Aklıma babamdan para istemek geldi. Elime kâğıdı kalemi aldım.

Fakat babam o sırada 120 lira aylık alıyordu. O kadar parayla evi geçindirmek bile çok zor iken, oradan;

“20 lirasını da bana gönder…” demek, nasıl olacaktı?

Yazıyorum, bırakıyorum, vazgeçiyorum, tekrar alıyorum:

Kâğıda bir baktım ki, yarısı gözyaşlarımla ıslanmış. Yazdığım mektubu elimle buruşturup çöpe attım, babamdan da yardım istemedim. Babamı müşküle sokup üzülmesini istemiyordum.
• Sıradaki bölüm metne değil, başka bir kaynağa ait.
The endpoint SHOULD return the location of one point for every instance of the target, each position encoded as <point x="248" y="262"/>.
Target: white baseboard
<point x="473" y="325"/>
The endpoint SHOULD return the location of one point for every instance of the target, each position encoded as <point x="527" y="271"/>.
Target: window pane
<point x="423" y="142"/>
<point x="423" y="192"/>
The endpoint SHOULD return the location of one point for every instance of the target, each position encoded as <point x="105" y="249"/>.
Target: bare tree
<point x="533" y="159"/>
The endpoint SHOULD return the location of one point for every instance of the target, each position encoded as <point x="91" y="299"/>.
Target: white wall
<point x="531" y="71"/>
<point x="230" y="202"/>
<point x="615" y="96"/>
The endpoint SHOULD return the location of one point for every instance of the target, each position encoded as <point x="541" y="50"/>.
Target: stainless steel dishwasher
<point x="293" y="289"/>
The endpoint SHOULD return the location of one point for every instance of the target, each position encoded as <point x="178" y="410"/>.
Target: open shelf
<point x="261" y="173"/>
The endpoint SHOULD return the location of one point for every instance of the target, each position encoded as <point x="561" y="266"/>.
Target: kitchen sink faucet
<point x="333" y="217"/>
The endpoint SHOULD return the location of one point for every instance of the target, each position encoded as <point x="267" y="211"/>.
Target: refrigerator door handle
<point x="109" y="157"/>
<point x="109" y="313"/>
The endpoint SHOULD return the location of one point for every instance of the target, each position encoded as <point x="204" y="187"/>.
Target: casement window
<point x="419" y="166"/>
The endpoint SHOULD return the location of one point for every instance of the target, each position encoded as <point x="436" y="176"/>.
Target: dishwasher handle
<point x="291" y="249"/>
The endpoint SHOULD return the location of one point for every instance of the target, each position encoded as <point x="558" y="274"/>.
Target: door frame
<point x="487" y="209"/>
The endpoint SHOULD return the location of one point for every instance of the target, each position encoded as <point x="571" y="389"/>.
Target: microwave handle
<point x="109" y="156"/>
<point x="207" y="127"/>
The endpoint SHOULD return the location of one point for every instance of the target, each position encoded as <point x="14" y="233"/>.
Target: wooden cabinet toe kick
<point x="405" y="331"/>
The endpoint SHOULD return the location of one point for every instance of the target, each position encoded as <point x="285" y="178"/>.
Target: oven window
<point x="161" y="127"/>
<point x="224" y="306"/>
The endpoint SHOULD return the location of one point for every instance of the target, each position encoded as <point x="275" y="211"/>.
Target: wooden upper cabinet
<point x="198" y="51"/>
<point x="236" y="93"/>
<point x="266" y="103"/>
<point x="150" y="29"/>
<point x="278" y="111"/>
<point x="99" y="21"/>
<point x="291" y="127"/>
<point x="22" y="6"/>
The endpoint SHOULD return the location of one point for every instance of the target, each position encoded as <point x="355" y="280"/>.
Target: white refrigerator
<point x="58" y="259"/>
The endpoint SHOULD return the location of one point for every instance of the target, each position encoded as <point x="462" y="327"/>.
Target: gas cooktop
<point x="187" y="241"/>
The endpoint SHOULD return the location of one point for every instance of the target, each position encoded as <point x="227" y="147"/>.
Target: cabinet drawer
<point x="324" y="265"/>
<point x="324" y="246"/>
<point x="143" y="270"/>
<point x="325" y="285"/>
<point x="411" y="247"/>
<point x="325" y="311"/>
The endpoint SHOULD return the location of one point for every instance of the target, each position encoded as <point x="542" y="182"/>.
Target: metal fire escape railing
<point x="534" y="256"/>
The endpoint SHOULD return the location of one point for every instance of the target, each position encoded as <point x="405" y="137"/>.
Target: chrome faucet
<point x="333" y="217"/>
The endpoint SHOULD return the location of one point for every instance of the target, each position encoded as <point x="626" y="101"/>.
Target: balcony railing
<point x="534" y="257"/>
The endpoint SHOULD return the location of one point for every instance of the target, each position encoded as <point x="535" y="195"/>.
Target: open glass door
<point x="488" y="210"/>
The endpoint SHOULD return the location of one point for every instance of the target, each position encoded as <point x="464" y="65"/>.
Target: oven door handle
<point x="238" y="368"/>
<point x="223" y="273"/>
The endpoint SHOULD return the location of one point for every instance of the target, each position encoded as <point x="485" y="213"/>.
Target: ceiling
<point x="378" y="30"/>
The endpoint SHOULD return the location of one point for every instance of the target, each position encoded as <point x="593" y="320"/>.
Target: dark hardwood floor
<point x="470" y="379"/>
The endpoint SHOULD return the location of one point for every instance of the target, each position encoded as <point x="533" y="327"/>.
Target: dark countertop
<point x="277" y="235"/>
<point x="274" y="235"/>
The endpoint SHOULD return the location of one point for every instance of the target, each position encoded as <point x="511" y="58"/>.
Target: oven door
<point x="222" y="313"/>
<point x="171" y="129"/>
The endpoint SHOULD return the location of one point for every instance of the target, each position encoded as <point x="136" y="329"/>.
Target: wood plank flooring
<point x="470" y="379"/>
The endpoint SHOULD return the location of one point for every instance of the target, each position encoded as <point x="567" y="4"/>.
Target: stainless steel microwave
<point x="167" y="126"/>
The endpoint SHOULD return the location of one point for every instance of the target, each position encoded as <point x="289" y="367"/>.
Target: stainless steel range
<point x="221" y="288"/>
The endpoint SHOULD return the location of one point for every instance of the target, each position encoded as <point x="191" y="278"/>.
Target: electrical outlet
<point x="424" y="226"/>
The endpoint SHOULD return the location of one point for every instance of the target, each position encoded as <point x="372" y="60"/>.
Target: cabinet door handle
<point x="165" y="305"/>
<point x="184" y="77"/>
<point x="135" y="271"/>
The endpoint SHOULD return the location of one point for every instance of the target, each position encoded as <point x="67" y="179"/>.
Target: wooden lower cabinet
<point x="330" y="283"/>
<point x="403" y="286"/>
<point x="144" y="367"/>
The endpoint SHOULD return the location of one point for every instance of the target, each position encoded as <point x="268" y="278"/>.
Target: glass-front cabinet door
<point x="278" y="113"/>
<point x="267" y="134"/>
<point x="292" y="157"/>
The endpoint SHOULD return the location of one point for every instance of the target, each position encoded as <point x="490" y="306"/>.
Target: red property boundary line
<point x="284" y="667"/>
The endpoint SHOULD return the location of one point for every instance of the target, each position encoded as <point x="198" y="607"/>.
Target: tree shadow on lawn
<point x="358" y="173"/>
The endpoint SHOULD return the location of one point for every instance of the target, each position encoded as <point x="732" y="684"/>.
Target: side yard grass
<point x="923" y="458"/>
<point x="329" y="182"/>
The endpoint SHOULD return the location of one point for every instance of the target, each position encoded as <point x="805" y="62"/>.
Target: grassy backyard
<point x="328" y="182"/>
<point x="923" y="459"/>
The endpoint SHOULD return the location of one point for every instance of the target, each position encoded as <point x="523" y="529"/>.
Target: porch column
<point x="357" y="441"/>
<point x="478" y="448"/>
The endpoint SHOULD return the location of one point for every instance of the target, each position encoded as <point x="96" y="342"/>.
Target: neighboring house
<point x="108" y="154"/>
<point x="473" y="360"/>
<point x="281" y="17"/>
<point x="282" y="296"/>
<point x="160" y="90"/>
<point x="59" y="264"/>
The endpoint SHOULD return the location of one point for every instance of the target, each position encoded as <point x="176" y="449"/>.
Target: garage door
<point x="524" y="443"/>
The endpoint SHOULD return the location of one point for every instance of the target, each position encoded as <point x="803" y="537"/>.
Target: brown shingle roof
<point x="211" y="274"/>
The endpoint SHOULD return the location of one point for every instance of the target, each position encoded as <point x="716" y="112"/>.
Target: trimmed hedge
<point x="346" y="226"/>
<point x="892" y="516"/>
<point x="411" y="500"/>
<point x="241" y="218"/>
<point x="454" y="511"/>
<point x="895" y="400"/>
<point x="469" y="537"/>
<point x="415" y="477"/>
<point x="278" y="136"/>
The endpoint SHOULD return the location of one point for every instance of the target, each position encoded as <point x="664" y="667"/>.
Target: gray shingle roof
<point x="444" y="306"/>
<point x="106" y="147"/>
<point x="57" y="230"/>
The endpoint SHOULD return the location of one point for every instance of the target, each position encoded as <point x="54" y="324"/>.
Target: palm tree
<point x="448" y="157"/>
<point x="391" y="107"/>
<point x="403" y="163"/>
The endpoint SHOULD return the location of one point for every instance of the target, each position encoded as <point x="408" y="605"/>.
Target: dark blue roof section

Allah; müstağnî olana, kimseden bir şey istemeyene yardım ediyor.

Bu hususta bir kıssa anlatalım:

Ebû Saîd -radıyallâhu anh-, açlıktan zaman zaman karnına taş bağlamak mecburiyetinde kalan fakir sahâbîlerdendi. Vâlidesi ona;

“–Kalk, Rasûl-i Ekrem’e git, O’ndan bir şeyler iste. Falan adam Rasûl-i Ekrem’e gitmiş, O da onun imdâdına yetişmiş. Filân da gitmiş, o da nimete nâil olmuş. Haydi sen de git, belki bir hayırla dönersin.” dedi.

Ebû Saîd -radıyallâhu anh- ise vâlidesine cevaben;

“–Hele dur bakalım anne, bir şeyler arayalım, bulamazsak öyle gidelim.” dedi. Fakat bütün aramaları ve gayretleri boşa çıktı. Bunun üzerine çaresiz, Fahr-i Kâinat -sallâllâhu aleyhi ve sellem- Efendimiz’e gitmeye karar verdi. Allah Rasûlü’nün huzûruna girdiğinde, O’nu hutbe îrâd ederken buldu ve hutbeyi dinlemeye koyuldu. Allah Rasûlü hutbesinde şunları söylüyordu:

“İstiğnâ gösteren ve (kimseden bir şey istemeyerek) iffetini muhafaza eden insanları, Cenâb-ı Hak bütün âlemden müstağnî kılar…”

Zaten utana sıkıla gelen Ebû Saîd -radıyallâhu anh- bu sözü işittikten sonra, Rasûlullah -sallâllâhu aleyhi ve sellem-’den bir şey istemeye hiç cesaret edemedi ve eli boş bir vaziyette evine döndü. Kendisi bundan sonraki hâlini şu şekilde anlatır:

“Rasûl-i Ekrem’den bir şey isteyemeden evime döndüğüm hâlde; Cenâb-ı Hak bize rızkımızı gönderdi, işimiz o kadar yoluna girdi ki, ensar içinde bizden daha zengin bir kimse yoktu.” (Bkz. Ahmed, III, 44)

Keremine şükürler olsun, Cenâb-ı Hak bana da yardım eyledi. Tam o sıralarda askeriyede yeni bir kaide çıktı:

“Çavuşların tek kolda olan çavuşluk işareti, her iki kolda da olacak.”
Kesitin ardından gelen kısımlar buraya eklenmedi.